A Korean research team announced on Feb. 3 that they have successfully developed an imaginative computer program that can acquire information contained in videos and make up words or dialogue suitable for each scene shown on the screen.
A research team headed by Jang Byung-tak, professor of the Department of Computer Science and Engineering at Seoul National University, entered the 1,232 minute long Korean animation Pororo into the computer program. They found that the program was able to teach itself to recognize scenes, lines, stories, and characters using associative memory that resembles a human brain's neural network.
After entering specific scenes, the program can create dialogues appropriate for each character. The dialogues may differ from the original ones. It is also possible to see different versions created depending on whether 100 minutes or 10,000 minutes of the cartoon are entered into the program.
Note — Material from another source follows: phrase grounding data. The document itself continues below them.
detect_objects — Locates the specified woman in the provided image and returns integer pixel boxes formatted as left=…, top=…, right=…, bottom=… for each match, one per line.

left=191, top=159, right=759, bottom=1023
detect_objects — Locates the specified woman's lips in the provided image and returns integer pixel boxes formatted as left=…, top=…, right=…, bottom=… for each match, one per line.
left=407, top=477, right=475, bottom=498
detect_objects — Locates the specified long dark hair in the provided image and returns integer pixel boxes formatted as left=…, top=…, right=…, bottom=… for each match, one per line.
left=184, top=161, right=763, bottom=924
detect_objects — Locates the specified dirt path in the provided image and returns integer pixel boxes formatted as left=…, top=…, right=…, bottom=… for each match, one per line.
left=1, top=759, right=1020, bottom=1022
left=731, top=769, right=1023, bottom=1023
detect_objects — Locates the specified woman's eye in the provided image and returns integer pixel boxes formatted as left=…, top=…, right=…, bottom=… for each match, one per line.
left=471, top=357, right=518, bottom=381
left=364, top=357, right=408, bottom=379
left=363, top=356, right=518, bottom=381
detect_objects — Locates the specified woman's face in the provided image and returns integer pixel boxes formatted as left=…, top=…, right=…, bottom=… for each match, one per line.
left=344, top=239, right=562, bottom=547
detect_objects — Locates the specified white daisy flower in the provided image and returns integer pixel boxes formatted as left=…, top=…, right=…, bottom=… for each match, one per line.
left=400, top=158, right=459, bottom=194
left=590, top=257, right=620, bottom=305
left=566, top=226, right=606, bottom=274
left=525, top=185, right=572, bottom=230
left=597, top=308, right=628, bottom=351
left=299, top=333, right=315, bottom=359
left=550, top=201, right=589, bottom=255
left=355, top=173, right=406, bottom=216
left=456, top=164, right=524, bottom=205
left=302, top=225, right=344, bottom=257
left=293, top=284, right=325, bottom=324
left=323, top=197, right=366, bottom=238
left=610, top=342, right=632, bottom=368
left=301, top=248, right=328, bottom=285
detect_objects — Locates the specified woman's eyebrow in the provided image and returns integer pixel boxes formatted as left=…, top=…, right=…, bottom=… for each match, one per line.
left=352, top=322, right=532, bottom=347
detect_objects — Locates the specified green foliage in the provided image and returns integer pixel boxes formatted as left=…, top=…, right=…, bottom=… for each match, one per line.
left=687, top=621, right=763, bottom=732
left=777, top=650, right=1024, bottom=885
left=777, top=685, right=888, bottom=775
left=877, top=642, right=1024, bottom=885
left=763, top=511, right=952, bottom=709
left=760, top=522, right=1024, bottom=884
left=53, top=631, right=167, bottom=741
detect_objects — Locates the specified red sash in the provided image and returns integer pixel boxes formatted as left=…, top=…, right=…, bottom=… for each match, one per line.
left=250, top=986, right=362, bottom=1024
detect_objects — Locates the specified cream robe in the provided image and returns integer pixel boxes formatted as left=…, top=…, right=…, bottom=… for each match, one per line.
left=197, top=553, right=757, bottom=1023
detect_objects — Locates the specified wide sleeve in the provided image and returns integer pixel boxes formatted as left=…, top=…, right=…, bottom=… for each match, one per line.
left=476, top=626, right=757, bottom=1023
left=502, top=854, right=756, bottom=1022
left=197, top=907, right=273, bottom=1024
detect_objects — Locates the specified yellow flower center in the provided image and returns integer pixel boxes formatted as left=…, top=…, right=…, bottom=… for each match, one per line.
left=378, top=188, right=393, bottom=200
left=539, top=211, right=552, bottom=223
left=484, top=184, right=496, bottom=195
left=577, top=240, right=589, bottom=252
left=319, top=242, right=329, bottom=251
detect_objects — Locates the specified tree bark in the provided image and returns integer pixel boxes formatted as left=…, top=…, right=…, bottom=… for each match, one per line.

The phenomenon is attributable to the possibility that the nature of characters may change as time goes by.
The research team believes that the computer program will be able to be utilized in English education for children. It will be possible to use the program in a manner that parents and children can predict and make a story in English after uploading an English cartoon.
In addition, the program could be widely used, since it can be installed on robots, computers, or smartphones.
Professor Jang said, “Our research is significant in that we showcased the industry's first technology that enables people to learn knowledge themselves using animation.” He added, “I hope that our study will lay the groundwork for developing artificial intelligence based on big data.”
The research findings were published at the 29th AAAI Conference on Artificial Intelligence (AAAI-15) held from Jan. 25 to 30 at the Hyatt Regency in Austin, Texas, the U.S.